In rete sta circolando un video, girato all'interno di quella struttura, che mostra le gabbie di vetro, mostra il CPR dall'interno, mostra le condizioni in cui si trovano ad operare il personale ed a vivere fino all'attesa dell'espulsione i migranti oggetto del provvedimento di "rimpatrio".  Il video è stato diffuso da No CPR e no frontiere che lascia intendere diverse cose.  Ricordiamo che nella stessa struttura si trovano a convivere CPR e CARA.
E viene fornita una seconda versione. Il ragazzo in questione, morto nell'ospedale di Gorizia per un malore, pare, in base alla denuncia di No CPR, che non sia stato ferito in una semplice rissa. Così scrive il gruppo NO CPR :
"Un gruppo di solidali si è trovato stasera sotto il CPR di Gradisca ed è riuscito a comunicare con i reclusi. Le persone rinchiuse hanno negato che ci sia stata una rissa tra di loro, come invece riportano i giornali.
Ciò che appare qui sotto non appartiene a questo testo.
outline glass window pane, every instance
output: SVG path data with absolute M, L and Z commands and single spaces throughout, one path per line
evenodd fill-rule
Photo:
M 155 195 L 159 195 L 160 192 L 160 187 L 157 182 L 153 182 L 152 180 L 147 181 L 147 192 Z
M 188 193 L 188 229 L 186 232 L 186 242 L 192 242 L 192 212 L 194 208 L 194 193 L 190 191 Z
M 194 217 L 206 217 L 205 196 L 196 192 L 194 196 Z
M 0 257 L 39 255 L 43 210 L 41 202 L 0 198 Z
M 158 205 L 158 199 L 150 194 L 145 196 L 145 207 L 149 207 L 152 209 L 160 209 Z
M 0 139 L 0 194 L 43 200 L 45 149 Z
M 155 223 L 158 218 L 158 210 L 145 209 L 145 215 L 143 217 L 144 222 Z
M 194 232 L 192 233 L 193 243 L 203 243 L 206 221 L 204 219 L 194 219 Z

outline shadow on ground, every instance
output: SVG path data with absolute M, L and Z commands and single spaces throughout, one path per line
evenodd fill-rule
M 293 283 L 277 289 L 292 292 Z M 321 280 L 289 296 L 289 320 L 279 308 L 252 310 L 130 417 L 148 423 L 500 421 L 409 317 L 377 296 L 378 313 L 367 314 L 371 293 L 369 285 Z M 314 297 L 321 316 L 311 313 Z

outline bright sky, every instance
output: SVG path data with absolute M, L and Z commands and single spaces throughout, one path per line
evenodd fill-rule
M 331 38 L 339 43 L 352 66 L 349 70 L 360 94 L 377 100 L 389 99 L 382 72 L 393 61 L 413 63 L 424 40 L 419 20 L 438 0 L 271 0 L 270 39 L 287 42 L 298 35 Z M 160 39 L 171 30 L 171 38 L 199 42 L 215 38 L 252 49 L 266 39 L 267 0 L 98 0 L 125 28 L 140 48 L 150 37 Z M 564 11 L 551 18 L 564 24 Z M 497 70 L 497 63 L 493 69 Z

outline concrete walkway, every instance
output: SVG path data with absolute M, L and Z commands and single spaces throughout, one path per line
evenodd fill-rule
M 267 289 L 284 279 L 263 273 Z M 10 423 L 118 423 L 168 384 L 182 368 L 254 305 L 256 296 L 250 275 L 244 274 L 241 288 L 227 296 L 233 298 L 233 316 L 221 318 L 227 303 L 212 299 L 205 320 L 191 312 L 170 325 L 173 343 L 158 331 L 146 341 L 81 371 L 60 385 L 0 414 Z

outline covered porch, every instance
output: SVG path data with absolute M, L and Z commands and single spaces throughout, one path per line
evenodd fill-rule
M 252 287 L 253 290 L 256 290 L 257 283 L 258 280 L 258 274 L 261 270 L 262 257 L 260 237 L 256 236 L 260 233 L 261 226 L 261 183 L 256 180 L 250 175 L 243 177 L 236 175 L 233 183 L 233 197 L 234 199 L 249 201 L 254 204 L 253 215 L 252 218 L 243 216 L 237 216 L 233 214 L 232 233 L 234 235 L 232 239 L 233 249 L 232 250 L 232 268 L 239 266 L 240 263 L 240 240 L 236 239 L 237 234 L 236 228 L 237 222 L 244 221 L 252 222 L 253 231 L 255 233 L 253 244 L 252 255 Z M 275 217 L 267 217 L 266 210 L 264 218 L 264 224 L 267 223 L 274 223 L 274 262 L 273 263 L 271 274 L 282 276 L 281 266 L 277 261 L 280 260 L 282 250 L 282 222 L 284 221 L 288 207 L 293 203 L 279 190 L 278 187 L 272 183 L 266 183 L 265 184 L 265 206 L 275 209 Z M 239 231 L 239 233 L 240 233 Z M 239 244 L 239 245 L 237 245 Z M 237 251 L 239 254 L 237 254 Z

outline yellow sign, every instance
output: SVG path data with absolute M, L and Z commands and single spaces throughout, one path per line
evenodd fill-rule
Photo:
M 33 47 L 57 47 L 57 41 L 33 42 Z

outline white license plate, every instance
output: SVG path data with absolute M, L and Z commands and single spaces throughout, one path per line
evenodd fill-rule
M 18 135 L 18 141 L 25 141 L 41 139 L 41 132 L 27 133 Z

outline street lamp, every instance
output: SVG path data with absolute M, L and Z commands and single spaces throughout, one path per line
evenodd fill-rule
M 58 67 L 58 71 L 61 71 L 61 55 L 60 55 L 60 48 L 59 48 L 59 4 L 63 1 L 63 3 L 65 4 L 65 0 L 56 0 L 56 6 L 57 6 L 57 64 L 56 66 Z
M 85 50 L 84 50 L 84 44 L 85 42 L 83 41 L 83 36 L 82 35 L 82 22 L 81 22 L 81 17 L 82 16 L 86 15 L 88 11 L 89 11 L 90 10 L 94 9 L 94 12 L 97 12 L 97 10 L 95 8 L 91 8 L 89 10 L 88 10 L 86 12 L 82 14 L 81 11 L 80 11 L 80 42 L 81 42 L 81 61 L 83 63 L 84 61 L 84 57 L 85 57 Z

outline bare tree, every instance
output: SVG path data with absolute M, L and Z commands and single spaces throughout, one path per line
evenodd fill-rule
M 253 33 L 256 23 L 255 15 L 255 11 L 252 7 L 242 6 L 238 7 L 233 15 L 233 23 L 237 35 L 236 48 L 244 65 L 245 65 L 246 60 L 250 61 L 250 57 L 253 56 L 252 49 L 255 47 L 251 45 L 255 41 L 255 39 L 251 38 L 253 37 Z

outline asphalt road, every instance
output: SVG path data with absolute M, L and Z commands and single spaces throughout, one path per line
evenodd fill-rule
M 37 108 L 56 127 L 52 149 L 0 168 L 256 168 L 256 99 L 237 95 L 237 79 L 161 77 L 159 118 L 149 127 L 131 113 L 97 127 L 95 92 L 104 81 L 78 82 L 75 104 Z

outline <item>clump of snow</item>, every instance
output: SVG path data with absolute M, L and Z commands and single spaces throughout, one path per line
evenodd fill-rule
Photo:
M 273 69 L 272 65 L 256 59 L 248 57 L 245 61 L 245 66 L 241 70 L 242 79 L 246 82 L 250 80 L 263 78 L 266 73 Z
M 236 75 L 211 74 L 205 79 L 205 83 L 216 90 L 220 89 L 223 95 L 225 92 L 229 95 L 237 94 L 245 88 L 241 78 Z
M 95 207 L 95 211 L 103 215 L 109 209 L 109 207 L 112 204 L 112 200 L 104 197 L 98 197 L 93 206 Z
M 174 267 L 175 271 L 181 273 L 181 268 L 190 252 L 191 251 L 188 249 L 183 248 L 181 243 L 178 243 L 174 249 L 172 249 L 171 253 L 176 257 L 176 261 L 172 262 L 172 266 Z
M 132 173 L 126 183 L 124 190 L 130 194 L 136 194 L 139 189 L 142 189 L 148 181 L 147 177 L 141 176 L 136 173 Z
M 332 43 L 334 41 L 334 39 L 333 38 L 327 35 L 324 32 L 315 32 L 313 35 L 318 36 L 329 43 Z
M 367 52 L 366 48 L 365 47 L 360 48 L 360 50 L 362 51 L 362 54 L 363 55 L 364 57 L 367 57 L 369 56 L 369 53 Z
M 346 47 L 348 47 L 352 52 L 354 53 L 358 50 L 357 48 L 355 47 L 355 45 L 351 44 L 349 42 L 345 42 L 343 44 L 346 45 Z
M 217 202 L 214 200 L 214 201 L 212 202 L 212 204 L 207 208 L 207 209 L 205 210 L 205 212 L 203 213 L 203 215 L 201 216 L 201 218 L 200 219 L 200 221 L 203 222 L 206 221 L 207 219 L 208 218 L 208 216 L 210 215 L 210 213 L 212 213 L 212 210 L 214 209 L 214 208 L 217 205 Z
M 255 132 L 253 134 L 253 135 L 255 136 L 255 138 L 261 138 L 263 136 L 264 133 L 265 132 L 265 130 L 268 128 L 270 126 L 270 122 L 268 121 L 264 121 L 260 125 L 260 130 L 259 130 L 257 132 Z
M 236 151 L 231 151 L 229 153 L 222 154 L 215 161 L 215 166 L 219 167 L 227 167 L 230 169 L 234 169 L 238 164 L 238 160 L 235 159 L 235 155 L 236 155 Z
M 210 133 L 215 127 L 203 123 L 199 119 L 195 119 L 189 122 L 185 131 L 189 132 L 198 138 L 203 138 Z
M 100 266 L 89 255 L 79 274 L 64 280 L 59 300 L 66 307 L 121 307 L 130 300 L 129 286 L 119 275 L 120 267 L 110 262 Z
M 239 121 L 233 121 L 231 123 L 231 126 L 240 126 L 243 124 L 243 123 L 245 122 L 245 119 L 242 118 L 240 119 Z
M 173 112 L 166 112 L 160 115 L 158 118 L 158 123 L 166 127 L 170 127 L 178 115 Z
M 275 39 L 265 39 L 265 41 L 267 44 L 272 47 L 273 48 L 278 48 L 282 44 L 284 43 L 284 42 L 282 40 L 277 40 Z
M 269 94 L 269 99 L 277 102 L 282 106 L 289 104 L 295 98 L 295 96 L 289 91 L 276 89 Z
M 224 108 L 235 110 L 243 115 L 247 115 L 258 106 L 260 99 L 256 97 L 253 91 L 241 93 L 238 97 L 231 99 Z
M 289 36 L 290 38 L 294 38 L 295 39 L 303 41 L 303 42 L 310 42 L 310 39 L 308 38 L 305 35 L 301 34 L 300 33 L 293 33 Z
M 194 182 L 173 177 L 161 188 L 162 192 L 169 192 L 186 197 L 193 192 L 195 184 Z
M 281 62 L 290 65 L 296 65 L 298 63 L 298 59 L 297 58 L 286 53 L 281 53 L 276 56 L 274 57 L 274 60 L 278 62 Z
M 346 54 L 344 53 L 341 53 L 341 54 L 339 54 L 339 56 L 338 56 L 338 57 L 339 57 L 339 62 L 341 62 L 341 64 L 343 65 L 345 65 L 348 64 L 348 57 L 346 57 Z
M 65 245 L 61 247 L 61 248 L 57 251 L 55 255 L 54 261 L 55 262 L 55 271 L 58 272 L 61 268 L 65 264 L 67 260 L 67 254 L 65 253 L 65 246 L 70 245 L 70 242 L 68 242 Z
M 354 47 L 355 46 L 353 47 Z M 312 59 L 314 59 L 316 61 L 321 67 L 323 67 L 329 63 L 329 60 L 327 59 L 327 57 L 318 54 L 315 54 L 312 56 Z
Secondo i reclusi, sono stati picchiati dalla polizia.
Il ragazzo che è morto voleva rientrare in Georgia. Secondo una prima ricostruzione pare che sia stato portato fuori dal Cpr, poi di nuovo al Cpr, dove è stato picchiato, da lì in ospedale, da dove è tornato morto. Pare che la moglie, che si trova in Georgia, sia già stata informata della morte, da altri reclusi o amici.
Seguiranno aggiornamenti, per capire le dinamiche e le responsabilità. Per ora sappiamo solo quello che già sapevamo: nei lager si muore"
Evidentemente si è in presenza di due ricostruzioni dei fatti non compatibili tra di loro, che porterebbero a responsabilità diverse, in una struttura che è strapiena di telecamere, si presume che queste abbiano ripreso qualcosa, sempre che il fatto non sia avvenuto in zona non protetta da telecamere. E allora a quel punto diventeranno determinanti le testimonianze di chi ha assistito all'episodio.